An Allure blogger recently had a similar experience, but with fancy eye cream, and things went the other way:

Ever wonder what happens to your expensive face wash once the TSA confiscates it? That’s what a Q&A in The Atlantic made us think about when a reader wrote in about an airport security person deeming her L’Oréal Studio Line Invisi-Gel too cool for the school that is domestic travel. She documented the fate of her product, writing: “I’d rather lose the $5 gel tube than pay a $40 bag-check fee. ‘Enjoy it,’ I said, concealing my irritation. She [the worker] replied, quietly, looking away from me: ‘I will.’ Do TSA employees get to keep this stuff?” The answer is, yeah, kinda sorta.
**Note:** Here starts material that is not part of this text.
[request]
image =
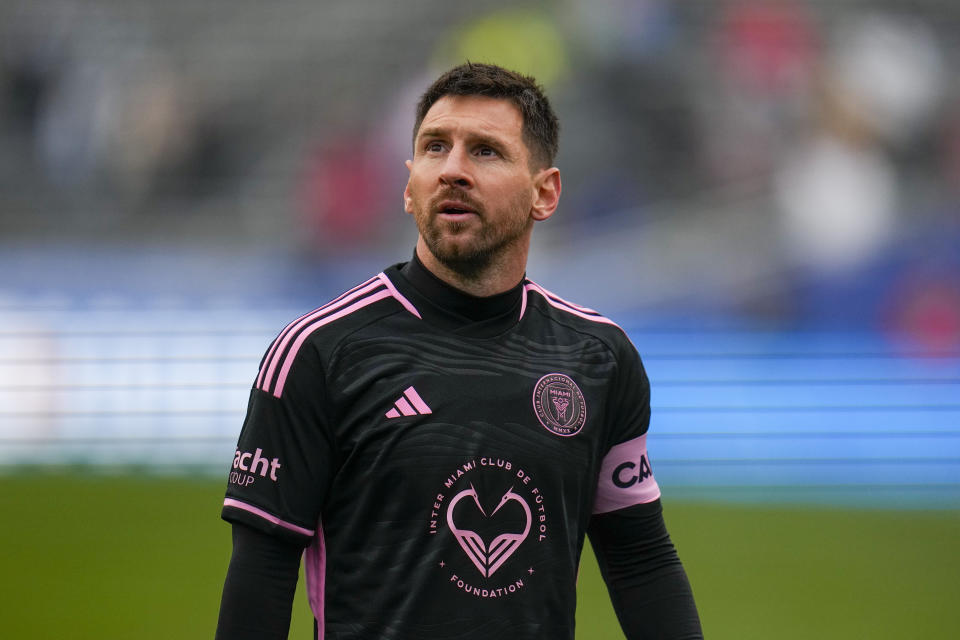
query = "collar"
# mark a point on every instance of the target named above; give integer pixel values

While the official word is that, of course, it’s all “disposed of,” the street version is, hell yeah, we pocket the stuff. Ethical? Not so much. Then again, it beats your $200 eye cream going in the trash can. That’s a relief, right? Um, right?

Obviously, there’s a good reason for the official policy: TSA workers who were allowed to keep their confiscated booty would operating with some pretty screwed up incentives.

Interesting bonus fact: Allure writers (sample headline: “The Year’s Best Eyelash Looks“) read The Atlantic (sample headline: “Pawlenty: No Plans Post-2010“). Good on ‘em.

Note: Though I am a lady, I do not habitually read Allure. This item appeared in a Google News search for “TSA” which I was conducting in honor of TSA reauthorization season, which is now upon us.

Of course, some people make arty scissor spiders with confiscated TSA lots.

Crossposted at Reason.com.

Tagged: , , , ,

  • planoroofing
    Richardson Roofing Brotherford roofing is one of the best roofing companies in the North Texas area.
  • pepperguy
    Covering the Midwest for the last 8 years I have become completely addicted to those damn peppers. A while back I used to be able to smuggle them through but I don’t even try anymore. I tried to make up for this by using about a quarter pound of the peppers while taking down my weekly wreck but trust me this did not end well. Couple hours delay at O’Hare and I almost blew out the backseat of a toilet with a fiery assplosion.
    The good news is Potbelly’s opened one of there stores a few miles from my in-laws in Philadelphia. I can pick up a couple of their industrial containers every trip and now drive my precious cargo back to NY.
    Now I am even enjoying those delicious peppers on my eggs in the morning.
    Good luck to you.
  • teqjack
    Don't mean to be snarky, and indeed this is not an option I would have thought of quickly unless I really wanted something, but if you have the opportunity in future consider shipping. Even the smallest US Post Office sells boxes and bubble-wrap. Others (UPS, FedEx, whatever) do as well, just not as easy to find or get to. Expensive, perhaps, but not as much as losing stuff to TSA.
  • Martin Seebach
    The irony of something being too dangerous to carry on an airplane but safe enough for the very same security official that deemed it so, to put on her face.